December 10, 2014

Expect the Unexpected



D Day.  Everyone remembers where they were the moment that happened.  The D Day of which I am speaking has nothing to do with World War II.

D Day to special families refers to Diagnosis Day.  That is the day that time stood still.  That is the day that your world started disappearing before your eyes.  That is the day that your stomach grew a sickening pit that wouldn't go away for months.  That is the day that you found your very breath sucked right out of you, not to return for quite some time.


Special moms all have incredible tales to tell about their D Day.  How unfeeling, atrocious, unexpected, how poorly delivered, etc. the information was relayed.


Mine was no different.

We had just spent a straight 8 weeks in Children's Hospital with Bridger for a variety of illnesses and for placement of a g-tube.  He had undergone several dozens of tests prior to that hospitalization and he continued being tested during that hospitalization, in the hope of finding a diagnosis that explained what was going on.  We had nearly exhausted all possible tests that they suspected based on his symptoms.  The last round of tests was performed in our final days inpatient.  A pair of geneticists had been into our room several times poking and prodding at Bridger, picking apart his every physical characteristic.


"Look at his eyes - are they different to you?"

"Hmm, his feet, what about his feet?" 

"His nose, I may have seen a nose like that before."

"Look at his bum cheeks!! Oh my, don't you think his bum cheeks are flat?"


Sitting in my vinyl chair across the room, I had heard enough.  "Have you seen my husband's bum cheeks?
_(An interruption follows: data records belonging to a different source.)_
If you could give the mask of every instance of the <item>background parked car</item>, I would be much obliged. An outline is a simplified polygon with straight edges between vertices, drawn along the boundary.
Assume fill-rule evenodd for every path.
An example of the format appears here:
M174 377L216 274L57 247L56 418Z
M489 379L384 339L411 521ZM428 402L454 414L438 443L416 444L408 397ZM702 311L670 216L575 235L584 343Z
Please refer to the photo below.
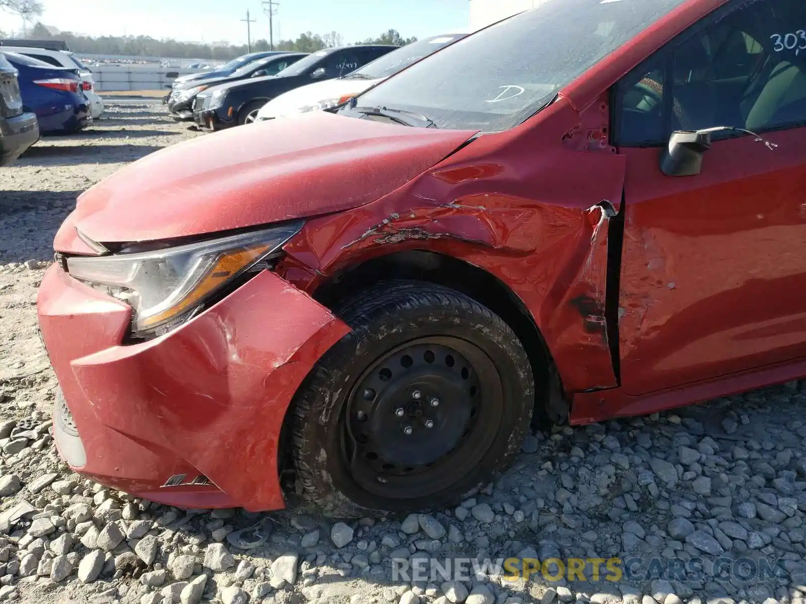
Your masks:
M309 55L273 77L256 77L208 89L194 105L193 119L212 130L251 123L264 105L283 93L311 81L342 77L398 48L371 45L326 48Z
M17 69L0 52L0 166L7 166L39 138L36 116L23 109Z
M8 52L16 52L19 55L30 56L31 59L48 63L54 67L66 67L69 69L78 69L81 77L81 90L89 101L93 119L98 119L104 112L103 101L95 93L95 80L89 68L81 63L69 51L51 50L22 46L3 46L2 50Z
M247 80L250 77L276 76L304 56L307 56L307 53L288 52L272 55L247 63L243 67L235 69L229 76L180 85L171 92L168 100L168 110L171 112L172 117L175 119L193 119L193 100L196 98L196 95L202 90L206 90L208 88L219 84Z
M335 107L466 35L466 33L443 34L426 38L376 59L343 77L309 84L280 94L263 105L257 114L257 121Z
M69 134L93 122L78 69L54 67L29 56L4 52L19 72L23 107L33 111L43 134Z
M186 76L180 76L176 80L173 81L172 84L172 88L177 88L181 85L189 84L190 82L199 81L202 80L212 80L216 77L225 77L226 76L231 76L235 71L235 69L239 69L244 65L251 63L258 59L263 59L267 56L272 56L272 55L284 55L285 51L266 51L264 52L250 52L248 55L242 55L237 59L233 59L229 63L225 63L223 65L219 67L218 69L214 69L210 72L204 72L201 73L189 73Z

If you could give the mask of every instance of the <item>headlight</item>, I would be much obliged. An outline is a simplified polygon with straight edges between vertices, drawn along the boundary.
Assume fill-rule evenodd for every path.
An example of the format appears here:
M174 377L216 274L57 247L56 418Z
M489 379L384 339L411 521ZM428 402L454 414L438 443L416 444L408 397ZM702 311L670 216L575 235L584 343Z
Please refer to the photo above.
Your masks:
M198 94L202 90L206 90L209 86L193 86L193 88L189 88L186 90L182 90L179 93L180 101L187 101L191 97L194 97Z
M339 105L346 103L355 96L355 94L345 94L334 98L322 99L319 102L314 103L313 105L304 105L301 107L297 107L297 109L289 113L307 114L310 111L323 111L324 110L330 109L331 107L338 107Z
M279 249L302 227L266 230L164 250L69 258L70 275L132 308L132 335L160 336L193 316L216 291Z
M224 97L226 96L226 90L216 90L213 93L213 97L210 100L210 109L220 107L224 103Z

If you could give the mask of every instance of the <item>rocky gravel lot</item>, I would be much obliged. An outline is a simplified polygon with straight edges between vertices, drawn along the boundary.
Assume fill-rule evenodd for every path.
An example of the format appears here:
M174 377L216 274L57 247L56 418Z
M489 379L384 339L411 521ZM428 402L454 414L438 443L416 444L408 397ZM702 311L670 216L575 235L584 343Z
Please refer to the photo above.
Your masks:
M199 135L161 111L113 105L90 131L0 168L0 601L806 602L804 383L537 432L474 499L408 518L180 510L70 473L50 434L56 383L35 334L36 288L78 193ZM510 556L588 559L586 580L512 581L471 565L459 581L393 581L393 558L427 569ZM607 581L596 559L613 557L636 572Z

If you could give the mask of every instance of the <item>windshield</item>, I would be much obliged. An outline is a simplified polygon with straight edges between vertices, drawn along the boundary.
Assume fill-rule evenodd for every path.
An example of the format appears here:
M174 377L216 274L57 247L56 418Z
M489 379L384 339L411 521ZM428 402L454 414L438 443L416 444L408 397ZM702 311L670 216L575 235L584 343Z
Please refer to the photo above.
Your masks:
M367 79L372 80L388 77L405 69L413 63L416 63L422 57L436 52L451 42L455 42L463 35L464 34L438 35L419 42L413 42L364 65L360 69L351 73L350 77L366 76Z
M48 69L63 68L60 67L55 67L50 63L40 61L39 59L34 59L33 57L27 55L20 55L16 52L6 52L5 55L12 61L19 63L20 65L25 65L26 67L47 67Z
M243 65L243 67L239 67L232 72L232 76L240 77L241 76L248 76L250 72L255 69L259 69L260 68L265 65L267 63L270 63L272 59L258 59L257 60L251 61Z
M231 72L237 69L239 66L243 64L243 61L247 60L248 57L244 55L243 56L239 56L237 59L233 59L229 63L225 63L223 65L219 67L215 71L217 72Z
M300 76L305 73L308 69L315 65L324 56L327 56L330 54L330 51L319 51L318 52L314 52L312 55L308 55L305 59L297 61L293 65L289 65L287 68L283 69L277 74L277 77L285 77L285 76Z
M437 127L498 131L686 0L549 0L386 80L358 106L394 107Z

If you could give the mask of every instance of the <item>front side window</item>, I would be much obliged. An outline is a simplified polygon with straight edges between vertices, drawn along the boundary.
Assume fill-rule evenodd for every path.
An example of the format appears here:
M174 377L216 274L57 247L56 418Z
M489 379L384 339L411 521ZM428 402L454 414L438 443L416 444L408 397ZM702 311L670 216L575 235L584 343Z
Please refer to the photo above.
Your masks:
M622 146L663 144L673 130L806 124L806 4L737 2L634 70L616 96Z
M358 105L439 128L512 128L685 0L550 0L459 40L362 95Z

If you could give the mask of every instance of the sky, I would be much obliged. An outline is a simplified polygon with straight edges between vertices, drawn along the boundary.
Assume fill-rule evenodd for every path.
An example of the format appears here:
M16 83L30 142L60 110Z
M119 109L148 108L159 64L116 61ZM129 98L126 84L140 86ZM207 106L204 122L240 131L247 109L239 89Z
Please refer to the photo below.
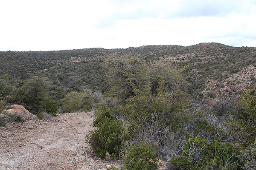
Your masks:
M256 0L1 0L0 51L256 47Z

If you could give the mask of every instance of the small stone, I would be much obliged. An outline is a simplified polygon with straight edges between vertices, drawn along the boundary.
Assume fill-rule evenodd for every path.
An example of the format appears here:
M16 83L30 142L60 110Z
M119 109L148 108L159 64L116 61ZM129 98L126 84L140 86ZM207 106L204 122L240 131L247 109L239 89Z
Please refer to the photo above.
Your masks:
M39 146L39 148L42 149L44 148L44 147L43 146Z
M110 169L112 167L112 166L107 164L106 165L106 167L107 167L107 168L108 169Z
M6 130L6 128L5 127L3 127L3 126L0 126L0 129L2 130Z
M33 128L34 128L33 127L33 126L31 126L31 125L29 125L28 126L28 129L32 129Z

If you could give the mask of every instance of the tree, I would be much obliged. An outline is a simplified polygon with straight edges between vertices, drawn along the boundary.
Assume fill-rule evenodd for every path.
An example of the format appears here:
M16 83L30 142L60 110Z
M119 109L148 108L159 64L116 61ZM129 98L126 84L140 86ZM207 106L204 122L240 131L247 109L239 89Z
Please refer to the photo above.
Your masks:
M12 102L23 105L33 114L38 114L47 110L56 112L56 106L49 98L48 89L47 81L42 78L33 77L17 89Z

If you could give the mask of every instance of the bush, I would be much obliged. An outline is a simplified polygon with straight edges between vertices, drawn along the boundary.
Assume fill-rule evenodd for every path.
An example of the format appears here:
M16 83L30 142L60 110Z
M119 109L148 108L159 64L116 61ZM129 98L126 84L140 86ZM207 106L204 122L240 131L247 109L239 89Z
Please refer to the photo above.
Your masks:
M92 101L89 94L85 92L73 91L69 93L62 99L65 113L83 109L87 110L91 109Z
M48 82L43 78L33 77L17 90L11 102L22 105L31 113L40 116L47 107L48 88Z
M53 102L50 100L46 101L45 111L48 114L52 116L56 116L58 110L58 108L53 104Z
M154 151L156 147L155 145L150 146L144 142L130 146L125 158L124 167L128 170L156 170L160 154Z
M126 139L125 128L120 121L105 117L99 122L97 128L87 139L89 143L101 158L110 155L119 156L122 146Z
M241 169L241 150L229 143L209 143L199 137L193 137L183 143L180 155L173 155L170 163L180 170Z
M93 122L94 126L98 126L99 124L105 121L106 118L111 119L110 113L111 109L106 105L102 106L96 110L96 118L94 118Z

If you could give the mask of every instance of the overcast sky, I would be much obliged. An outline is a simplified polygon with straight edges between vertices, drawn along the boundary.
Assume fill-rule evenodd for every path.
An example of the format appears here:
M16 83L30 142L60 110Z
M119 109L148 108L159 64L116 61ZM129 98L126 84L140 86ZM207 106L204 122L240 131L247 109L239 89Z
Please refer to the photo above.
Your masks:
M256 47L256 0L0 0L0 51Z

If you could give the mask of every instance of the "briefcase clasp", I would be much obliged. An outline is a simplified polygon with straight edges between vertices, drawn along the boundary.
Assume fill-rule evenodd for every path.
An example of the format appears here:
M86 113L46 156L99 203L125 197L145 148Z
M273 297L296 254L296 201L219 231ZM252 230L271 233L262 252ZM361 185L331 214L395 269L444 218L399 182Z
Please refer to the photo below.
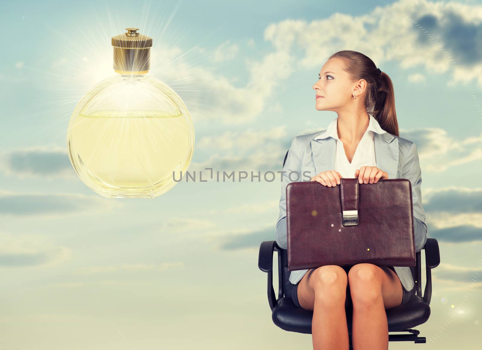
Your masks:
M358 210L343 211L343 225L351 226L358 225Z

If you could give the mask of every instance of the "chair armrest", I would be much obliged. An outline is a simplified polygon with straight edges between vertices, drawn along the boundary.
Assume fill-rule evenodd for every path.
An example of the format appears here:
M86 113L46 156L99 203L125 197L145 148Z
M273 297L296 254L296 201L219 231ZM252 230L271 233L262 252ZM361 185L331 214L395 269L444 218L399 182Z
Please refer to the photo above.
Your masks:
M265 241L259 247L258 267L263 272L273 271L273 252L275 248L279 247L276 241Z
M427 239L425 246L425 262L428 267L434 269L440 263L440 251L439 250L439 242L434 238Z
M423 249L425 250L425 275L427 282L425 283L425 289L424 290L422 299L424 301L430 305L430 300L432 298L432 269L434 269L440 263L440 251L439 250L439 242L437 239L433 238L427 238ZM420 260L420 252L417 253L418 260ZM417 294L420 295L422 291L421 271L420 266L417 270L417 278L420 281L417 288Z
M274 289L273 288L273 252L274 250L278 252L279 275L278 297L281 298L284 295L282 279L283 257L281 253L281 249L276 243L276 241L265 241L262 242L259 247L259 256L258 259L258 267L259 269L263 272L268 273L268 302L272 311L278 302L276 296L274 294Z

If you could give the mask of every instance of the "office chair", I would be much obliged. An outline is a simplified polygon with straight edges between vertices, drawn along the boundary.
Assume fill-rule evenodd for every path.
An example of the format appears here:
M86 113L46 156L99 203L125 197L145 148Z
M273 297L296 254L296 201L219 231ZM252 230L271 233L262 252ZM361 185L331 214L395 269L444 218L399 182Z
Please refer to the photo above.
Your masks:
M288 152L284 157L286 162ZM425 323L430 316L430 300L432 294L431 269L440 263L439 244L435 238L427 239L423 249L425 250L425 266L427 281L423 295L422 294L422 264L421 252L415 253L416 265L410 266L415 281L416 293L408 302L386 310L388 326L388 341L413 341L416 343L426 343L425 337L418 337L420 332L411 329ZM273 288L273 255L278 252L278 295L275 295ZM288 270L288 251L280 248L275 240L266 241L259 248L258 266L263 272L268 273L268 295L272 318L274 324L282 329L306 334L311 334L311 320L313 312L297 307L291 299L289 280L291 271ZM285 290L287 291L285 294ZM350 350L353 349L351 342L352 315L347 312ZM390 332L406 332L406 334L390 334Z

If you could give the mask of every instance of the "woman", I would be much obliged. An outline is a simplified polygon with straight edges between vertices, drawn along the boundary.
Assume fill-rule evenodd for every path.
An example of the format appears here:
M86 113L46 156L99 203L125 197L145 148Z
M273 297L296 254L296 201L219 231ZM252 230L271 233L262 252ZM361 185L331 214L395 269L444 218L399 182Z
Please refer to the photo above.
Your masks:
M303 179L309 174L312 176L308 179L328 187L339 185L342 177L357 178L364 184L380 179L408 179L415 251L420 251L427 241L427 229L418 155L414 143L399 136L389 77L368 57L351 50L330 56L319 75L313 86L316 108L335 112L338 116L321 132L294 138L283 170L287 174L301 172ZM286 249L285 189L292 181L285 177L276 241ZM408 266L330 265L292 271L289 279L295 305L313 312L314 349L348 349L346 312L352 308L354 349L388 349L385 310L407 302L415 293Z

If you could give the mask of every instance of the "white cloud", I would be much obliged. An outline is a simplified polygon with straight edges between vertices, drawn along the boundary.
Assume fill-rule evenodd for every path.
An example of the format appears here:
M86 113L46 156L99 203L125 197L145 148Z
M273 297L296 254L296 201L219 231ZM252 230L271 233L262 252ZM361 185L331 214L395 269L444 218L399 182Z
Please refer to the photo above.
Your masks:
M424 83L427 80L425 78L425 76L423 74L420 74L420 73L415 73L415 74L411 74L407 78L408 80L411 83L414 83L415 84L420 84L421 83Z
M68 259L70 253L38 235L0 231L0 267L51 266Z
M220 63L234 58L239 52L240 48L236 44L231 44L228 40L216 48L211 54L213 62Z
They look just like that!"



They dropped their scrutinies to a whisper after that.



Just prior to discharge, one of the geneticists came to my room to inform me that all of the test results had come back, with the exception of one test, and that everything was negative.  He informed me that he believed, based on the other test results, the outstanding test result would be negative as well.


That did a lot to boost my confidence that all symptoms could be summed up as "benign hypotonia" - a developmental delay that would soon close its gap.


Fast forward a few weeks.  I was at home when the phone rang.  I ran around trying to find a cordless phone and at the conclusion of the 4th ring I resigned to run to the den and breathlessly answer on the corded phone. As soon as I had said my greeting I heard the geneticist announce himself and promptly go into the purpose of his call.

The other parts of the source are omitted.